Sunday, October 9, 2011
My Parisian Food Tour...Sa Bonne
As you all know, my recent travels to France, Germany and the UK have certainly brought on some exciting food adventures. One particular one I wanted to highlight here was the Gourmet French Food tour I took of the Latin Quarter. It stands as one of the big highlights of my weekend there, as I got a glimpse of the local food scene from the perspective of a local.
When I arrived in Paris for work, I knew I had to get business out of the way during the week, but the weekend was for fun and exploration. I craved to uncover the amazing eats this city had to offer, but very much like in NY, you have to know where to find the good stuff.
I perused the web for interesting (and last minute) food programs and found this really neat sounding walking tour on Classic French Food on viator.com. This site offers many other tours besides food related ones, and I ended up booking another bike tour of the city later that weekend. But back to the food...
Easy instructions led me to the Latin Quarter in Paris, not far from the St. Germain neighborhood where we met our tour guide, Yves. We took a few minutes to get acquainted with the group, which consisted of a healthy mix of Europeans and Americans. You could pick the latter out without much effort, and even though they played up the stereotype pretty well, they were a sweet, older couple who seemed to be genuinely enjoying themselves.
After the pleasantries, we were off to explore the amazing world of French food, starting with the open food market near the Maubert/Mutualite metro stop. After that, we strolled to about 4 or 5 different places of interest for food and also saw some really cool architectural sights and a few secret hidden gems that only our tour guide knew about. The whole thing was quite cool, and I'd highly suggest it if you're curious about not only French food but also culture.
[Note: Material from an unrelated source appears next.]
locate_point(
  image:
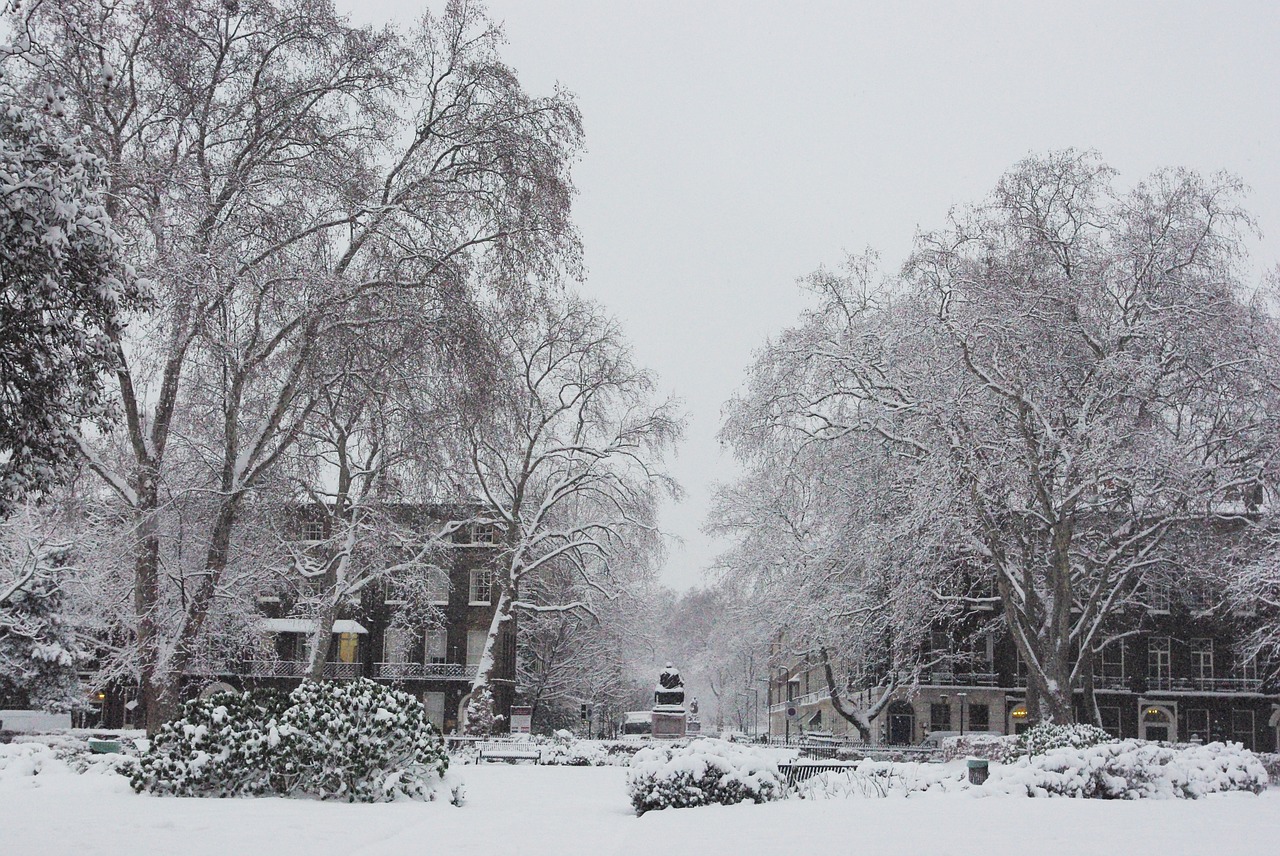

I couldn't be happier with our guide, Yves. He was charismatic, intelligent and so so passionate about Paris and all the amazing things it had to offer. It was obvious he had a deep appreciation for food, but I think he also genuinely enjoyed showing us those secret little nuggets of Paris that only a true Parisian would know about.
In fact, I liked the tour so much that I joined him later that day for another tour of Montmartre, a beautiful part of Paris known for the breathtaking Sacre Coeur church and the Moulin Rouge of course.
The star ingredient of this tour was no doubt the food. We hit up the open market, which was small yet lovely, with tons of fresh produce, some of which you see showcased in the above pictures. Yves explained that while some of the produce was locally grown, not all of it fell into this category, and it was obvious by looking at the prices. The fact that Yves paid about 6 Euro for a pint of gorgeous (but not local) raspberries was astounding. $8 for raspberries...you gotta be kidding me!
A very cool food artisan that Yves introduced us to was the saucisson man - yep, that would be the sausage man. The variety of cured sausages he displayed in his booth was just amazing, and we got to taste a lot of different varieties. One in particular that stole my tastebuds was the fig thyme that had a little hint of sweetness at the finish and an overall sophisticated flavor. I've never tasted anything like it and was only regretful I couldn't bring some home.
We also visited a beautiful little coffee shop that brews their own coffee and grinds the beans in this big, old fashioned pressure grinder. It was just wild to see, and the end result was fantastic. I had a cafe Americano, which smelled and tasted divine - it was strong and fragrant and really didn't need much of anything including milk, because the intense flavor was just too good to dilute.
The main highlight of the tour however was at the end, when we got to do a cheese and foie gras tasting. Yves took us to Pierre Champion, a foie gras shop, where we got to taste wonderful duck foie on some really amazing crusty dark bread that we picked up along the way. As for the cheese, we got this just a few doors down at Androuet, where we helped ourselves to a sampling of both hard and soft cheeses out of which the comte (a hard cheese with a slightly sweet finish), and the goat (tangy, creamy and earthy) were some my favorites.
Considering how rich in taste, culture and fulfillment this tour was, the price of 90 Euro was more than worth it. I met some lovely people, tasted amazing food and immersed myself in French culture. Tres magnifique!